PAIN.

Prompt 1

Bailey Andrea Tolentino

Age: 22

Location: St. Mary’s Quad, St Andrews

Written: Laying down on the grass, one of the sunny afternoons this April.

Wilhelmina, My Sweet Nothing

I don’t think children remember their first seven or so birthdays

stupid kids I really can’t stand ‘em

but I’ve stopped cussing in front of ‘em recently ‘cause

My oh my, I do like to think I’d be a good mother

or fine enough at least

if I ever manage again to love a man enough

for him to stick around and dress ya up

teach ya sports but only enough

to watch ‘em and have a little somethin’ to say

or maybe play ‘em in the park with ya brother

I say

I wanna grand life so I don’t gotta admit I just want

ya father to love me enough

money in my back pocket to get by 

and dance in the kitchen with black & white tiles 

ya know in our

studio apartment with dim lights ‘cause

we don’t got time to call the landlord or whateva

(ya father might not be handy ‘cause he’s gonna know

the difference between tartar and tartare and won’t eva

wear white after Labor Day) and

brick by brick it builds up in front of me… ya know:

I'm not the kinda girl who can fill a bucket list with fantastical dreams.

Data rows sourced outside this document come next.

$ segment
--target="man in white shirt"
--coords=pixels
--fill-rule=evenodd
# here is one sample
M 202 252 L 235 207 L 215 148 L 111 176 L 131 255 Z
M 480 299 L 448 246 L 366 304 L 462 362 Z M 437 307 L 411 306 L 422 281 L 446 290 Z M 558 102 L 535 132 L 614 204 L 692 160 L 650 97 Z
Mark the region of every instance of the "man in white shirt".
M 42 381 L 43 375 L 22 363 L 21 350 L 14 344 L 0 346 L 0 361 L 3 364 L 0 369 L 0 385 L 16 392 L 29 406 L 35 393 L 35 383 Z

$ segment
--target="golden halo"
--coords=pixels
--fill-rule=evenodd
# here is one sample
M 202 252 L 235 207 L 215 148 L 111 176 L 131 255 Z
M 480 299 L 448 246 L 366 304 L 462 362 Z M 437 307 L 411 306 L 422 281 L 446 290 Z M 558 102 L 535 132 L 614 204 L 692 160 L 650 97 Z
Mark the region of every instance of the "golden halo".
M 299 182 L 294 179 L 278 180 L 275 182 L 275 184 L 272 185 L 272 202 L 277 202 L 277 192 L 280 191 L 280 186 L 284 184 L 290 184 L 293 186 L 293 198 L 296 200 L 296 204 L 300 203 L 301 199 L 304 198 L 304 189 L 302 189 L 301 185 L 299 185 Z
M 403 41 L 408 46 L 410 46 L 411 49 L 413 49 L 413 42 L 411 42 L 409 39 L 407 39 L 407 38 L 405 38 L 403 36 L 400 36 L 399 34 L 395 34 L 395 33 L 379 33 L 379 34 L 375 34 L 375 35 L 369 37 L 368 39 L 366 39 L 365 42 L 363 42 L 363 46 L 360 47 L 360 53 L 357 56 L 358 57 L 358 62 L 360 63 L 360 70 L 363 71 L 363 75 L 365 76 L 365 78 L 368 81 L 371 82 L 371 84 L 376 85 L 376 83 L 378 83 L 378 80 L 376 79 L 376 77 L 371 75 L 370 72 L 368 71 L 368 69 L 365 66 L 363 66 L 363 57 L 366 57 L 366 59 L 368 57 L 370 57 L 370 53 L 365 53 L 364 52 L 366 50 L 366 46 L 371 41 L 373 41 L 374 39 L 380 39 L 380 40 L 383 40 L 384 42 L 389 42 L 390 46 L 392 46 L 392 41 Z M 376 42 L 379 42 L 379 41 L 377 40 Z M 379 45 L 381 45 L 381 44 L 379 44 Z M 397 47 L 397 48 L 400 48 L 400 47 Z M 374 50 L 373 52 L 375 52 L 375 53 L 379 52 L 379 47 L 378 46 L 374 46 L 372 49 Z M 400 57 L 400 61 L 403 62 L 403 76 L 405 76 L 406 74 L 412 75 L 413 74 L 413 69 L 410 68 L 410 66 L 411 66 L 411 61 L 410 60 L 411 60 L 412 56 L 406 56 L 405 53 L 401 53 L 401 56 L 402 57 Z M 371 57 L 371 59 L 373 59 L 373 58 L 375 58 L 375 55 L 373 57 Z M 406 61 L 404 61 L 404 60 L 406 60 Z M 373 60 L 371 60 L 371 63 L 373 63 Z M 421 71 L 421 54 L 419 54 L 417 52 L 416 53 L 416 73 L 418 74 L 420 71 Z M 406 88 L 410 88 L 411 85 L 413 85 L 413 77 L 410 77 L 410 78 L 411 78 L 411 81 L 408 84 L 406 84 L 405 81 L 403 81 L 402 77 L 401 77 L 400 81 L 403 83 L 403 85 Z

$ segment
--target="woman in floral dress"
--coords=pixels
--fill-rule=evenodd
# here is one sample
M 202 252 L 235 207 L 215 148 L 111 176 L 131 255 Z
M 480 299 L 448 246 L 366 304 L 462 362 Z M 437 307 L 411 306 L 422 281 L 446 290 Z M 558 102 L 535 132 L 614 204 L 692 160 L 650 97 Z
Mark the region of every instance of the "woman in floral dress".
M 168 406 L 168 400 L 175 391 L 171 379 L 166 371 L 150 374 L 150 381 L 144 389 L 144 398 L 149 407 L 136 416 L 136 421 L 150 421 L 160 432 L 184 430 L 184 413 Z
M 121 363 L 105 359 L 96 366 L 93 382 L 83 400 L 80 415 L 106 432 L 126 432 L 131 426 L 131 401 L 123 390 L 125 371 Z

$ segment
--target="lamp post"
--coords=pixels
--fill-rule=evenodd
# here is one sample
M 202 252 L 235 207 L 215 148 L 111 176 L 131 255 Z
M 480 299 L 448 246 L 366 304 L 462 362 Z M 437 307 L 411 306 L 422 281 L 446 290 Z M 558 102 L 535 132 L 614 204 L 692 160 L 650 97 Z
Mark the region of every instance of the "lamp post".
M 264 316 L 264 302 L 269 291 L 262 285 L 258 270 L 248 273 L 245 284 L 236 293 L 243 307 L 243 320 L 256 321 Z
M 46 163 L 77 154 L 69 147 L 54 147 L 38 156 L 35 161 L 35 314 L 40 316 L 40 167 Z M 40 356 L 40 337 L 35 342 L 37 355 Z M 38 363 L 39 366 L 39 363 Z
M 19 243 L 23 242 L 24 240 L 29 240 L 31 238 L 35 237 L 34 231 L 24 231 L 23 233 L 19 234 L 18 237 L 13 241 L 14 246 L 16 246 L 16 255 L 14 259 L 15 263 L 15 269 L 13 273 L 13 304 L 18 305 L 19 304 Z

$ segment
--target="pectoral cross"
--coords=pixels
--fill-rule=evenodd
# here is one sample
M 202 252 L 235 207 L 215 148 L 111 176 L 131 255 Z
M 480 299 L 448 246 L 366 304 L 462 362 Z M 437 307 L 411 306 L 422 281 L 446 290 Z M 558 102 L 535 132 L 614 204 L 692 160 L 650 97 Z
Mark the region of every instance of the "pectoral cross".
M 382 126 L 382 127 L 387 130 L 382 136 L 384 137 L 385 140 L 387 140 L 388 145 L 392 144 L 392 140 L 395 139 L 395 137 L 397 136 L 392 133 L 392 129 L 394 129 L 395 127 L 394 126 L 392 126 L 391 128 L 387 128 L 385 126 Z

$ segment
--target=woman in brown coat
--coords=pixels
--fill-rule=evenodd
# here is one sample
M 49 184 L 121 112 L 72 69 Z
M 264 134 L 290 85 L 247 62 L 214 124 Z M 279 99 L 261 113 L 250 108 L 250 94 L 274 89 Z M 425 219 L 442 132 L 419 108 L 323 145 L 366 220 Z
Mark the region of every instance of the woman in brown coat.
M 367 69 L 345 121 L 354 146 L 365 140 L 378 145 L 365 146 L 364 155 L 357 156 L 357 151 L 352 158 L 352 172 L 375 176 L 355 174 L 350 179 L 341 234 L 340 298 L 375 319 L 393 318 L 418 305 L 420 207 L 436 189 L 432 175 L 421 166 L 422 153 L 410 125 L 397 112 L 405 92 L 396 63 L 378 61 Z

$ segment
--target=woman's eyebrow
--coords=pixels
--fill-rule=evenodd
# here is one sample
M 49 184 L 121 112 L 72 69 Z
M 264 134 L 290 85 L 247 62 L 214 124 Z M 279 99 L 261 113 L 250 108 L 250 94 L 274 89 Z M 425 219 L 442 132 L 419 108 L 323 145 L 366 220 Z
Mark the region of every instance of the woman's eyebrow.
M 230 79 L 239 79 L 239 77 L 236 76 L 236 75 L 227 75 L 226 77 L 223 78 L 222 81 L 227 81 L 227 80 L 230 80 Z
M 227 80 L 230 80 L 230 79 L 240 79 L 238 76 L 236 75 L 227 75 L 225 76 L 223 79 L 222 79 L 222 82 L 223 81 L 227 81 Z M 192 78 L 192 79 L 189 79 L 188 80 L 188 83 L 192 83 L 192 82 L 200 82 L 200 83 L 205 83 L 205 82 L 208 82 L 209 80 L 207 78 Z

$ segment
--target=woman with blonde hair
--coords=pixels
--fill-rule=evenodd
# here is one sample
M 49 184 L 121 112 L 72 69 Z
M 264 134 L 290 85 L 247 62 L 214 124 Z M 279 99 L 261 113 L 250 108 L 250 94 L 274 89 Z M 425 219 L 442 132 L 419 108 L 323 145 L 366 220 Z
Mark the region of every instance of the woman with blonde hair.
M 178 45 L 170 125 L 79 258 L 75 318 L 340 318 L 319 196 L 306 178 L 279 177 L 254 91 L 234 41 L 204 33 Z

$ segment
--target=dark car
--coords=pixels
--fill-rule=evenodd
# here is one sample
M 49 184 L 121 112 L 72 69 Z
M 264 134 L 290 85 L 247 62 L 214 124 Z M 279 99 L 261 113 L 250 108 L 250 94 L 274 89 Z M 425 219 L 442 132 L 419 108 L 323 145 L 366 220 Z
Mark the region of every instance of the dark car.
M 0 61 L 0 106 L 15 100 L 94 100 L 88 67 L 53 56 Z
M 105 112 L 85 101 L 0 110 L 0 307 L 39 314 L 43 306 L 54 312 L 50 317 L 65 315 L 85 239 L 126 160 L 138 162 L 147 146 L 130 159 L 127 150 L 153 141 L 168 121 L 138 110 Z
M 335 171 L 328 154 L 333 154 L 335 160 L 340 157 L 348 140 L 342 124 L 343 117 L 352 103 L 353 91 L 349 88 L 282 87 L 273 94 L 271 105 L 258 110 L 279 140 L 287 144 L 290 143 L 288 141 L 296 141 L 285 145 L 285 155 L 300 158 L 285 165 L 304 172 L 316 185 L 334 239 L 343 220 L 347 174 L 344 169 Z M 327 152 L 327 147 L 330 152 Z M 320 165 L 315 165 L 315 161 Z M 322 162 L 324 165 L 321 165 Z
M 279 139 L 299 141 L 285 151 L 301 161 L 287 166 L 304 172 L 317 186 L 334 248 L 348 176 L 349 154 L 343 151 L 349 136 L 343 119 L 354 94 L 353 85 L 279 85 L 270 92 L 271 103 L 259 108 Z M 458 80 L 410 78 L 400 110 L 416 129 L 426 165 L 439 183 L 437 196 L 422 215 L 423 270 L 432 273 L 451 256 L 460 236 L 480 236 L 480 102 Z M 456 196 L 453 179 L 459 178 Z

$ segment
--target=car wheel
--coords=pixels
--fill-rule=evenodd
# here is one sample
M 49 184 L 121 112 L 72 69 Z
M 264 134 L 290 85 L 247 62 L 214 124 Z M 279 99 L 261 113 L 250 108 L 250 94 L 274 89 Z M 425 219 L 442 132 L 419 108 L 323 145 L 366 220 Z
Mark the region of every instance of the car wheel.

I'm so done with paint spilling and drying and getting stuck to my feet.

My bucket list is full I don’t wanna fill it no more I just want

You dancing in the kitchen in a light pink linen dress

(or whatever color ya like most) ha!

I hope you’re different from me I hope ya like avocado on toast.

Wilhelmina my Sweet, Something

hit me on this April afternoon. I think I lost & found it

when I was nineteen or twenty-something like That 

is what I mean when I say 

I want a little life: something (I k)new

familiar enough to never let me down

different enough to let me be loud

I’ve spent my whole life planting forget-me-nots in broken vases

the water dries up I forget to clip the stems

I keep growing up without ever calming down

Wilhelmina my Sweet, Someday

I’m gonna find a man for ya and ya know

it turns out I have a maternal instinct deep down inside me

(Alegra told me so. She came before ya.)

Oh, Wilhelmina my Sweet Someone

is gonna love ya so very much

and the two of ya will lay on the beach, sandy skin soaking

in the sun for hours and laugh togetha

about me ‘cause you’re gonna 

love the sun more than I do and

ya won’t have my tan or my attitude.